Auch die Streetworker des Trägers Outreach suchen kreative Wege, mit der Krise umzugehen. Berlinweit sind sie mit 114 Mitarbeiter:innen vertreten, um Jugendliche und ihre Familien zu unterstützen. Seine Jugend- und Mädchenstadtteilläden musste Outreach schließen. „Aber wir arbeiten alle weiter“, sagt Geschäftsführer Ralf Gilb. Man habe quasi digitale Jugendzentren gegründet, kommuniziere per Whatsapp und Instagram.
Durch virtuelle Fitnessgruppen, Buchvorstellungen, Lieder, Filme, Challenges versuchten die Streetworker, den Kontakt zu den Jugendlichen trotz sozialer Distanz nicht abreißen zu lassen. „Wir leisten auch viel Aufklärungsarbeit, wie man sich jetzt verhalten, was man unterlassen sollte“, sagt Gilb.
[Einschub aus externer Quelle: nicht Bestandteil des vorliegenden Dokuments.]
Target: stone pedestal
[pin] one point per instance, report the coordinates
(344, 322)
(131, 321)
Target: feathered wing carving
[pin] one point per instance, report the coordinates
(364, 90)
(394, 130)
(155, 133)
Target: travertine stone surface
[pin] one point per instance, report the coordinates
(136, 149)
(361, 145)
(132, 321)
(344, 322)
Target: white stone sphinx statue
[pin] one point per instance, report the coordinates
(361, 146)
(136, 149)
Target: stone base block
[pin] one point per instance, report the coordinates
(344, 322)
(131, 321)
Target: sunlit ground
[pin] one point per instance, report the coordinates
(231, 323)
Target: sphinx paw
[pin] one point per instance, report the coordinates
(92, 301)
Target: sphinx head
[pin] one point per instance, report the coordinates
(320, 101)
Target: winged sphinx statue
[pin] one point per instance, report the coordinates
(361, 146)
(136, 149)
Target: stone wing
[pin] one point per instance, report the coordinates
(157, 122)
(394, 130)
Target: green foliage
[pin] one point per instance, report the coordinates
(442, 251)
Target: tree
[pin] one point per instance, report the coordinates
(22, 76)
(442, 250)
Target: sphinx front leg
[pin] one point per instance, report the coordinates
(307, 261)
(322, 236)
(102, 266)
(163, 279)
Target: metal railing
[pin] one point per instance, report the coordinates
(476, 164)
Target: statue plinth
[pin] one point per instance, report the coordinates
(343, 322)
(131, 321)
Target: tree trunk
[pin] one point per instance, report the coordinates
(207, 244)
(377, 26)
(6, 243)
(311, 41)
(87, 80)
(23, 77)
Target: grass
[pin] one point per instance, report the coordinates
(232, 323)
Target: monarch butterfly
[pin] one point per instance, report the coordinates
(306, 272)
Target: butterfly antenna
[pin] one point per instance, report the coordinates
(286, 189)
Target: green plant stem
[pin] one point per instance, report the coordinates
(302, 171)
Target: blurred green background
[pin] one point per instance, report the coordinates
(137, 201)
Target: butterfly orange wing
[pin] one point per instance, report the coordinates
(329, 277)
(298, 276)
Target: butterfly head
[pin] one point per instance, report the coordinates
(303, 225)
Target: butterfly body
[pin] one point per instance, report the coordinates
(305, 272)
Und in Krisenfällen, die auch Gilb vermehrt befürchtet, werde man selbstverständlich weiter persönlich mit den Jugendlichen arbeiten.
Sponsor gefunden
Auch bei der Arche will man belasteten Familien über Lebensmittel hinaus Unterstützung anbieten, damit in der Enge des ständigen Beisammenseins die Situation nicht zum Schaden der Kinder eskaliert. „Wir haben zum Beispiel gerade einen Sponsor gefunden, der uns eine Vielzahl von Gesellschaftsspielen zur Verfügung stellt“, sagt Arche-Sprecher Büscher. Per Messengerdiensten will man auch hier mit den betreuten Familien in Kontakt bleiben.
Ob das reichen wird? „Wir sind ja gerade erst am Anfang, ich möchte gar nicht wissen, wie es in einer Woche aussieht“, sagt Büscher. Vor allem wenn es zu noch schärferen Maßnahmen wie einer Ausgangssperre kommen sollte.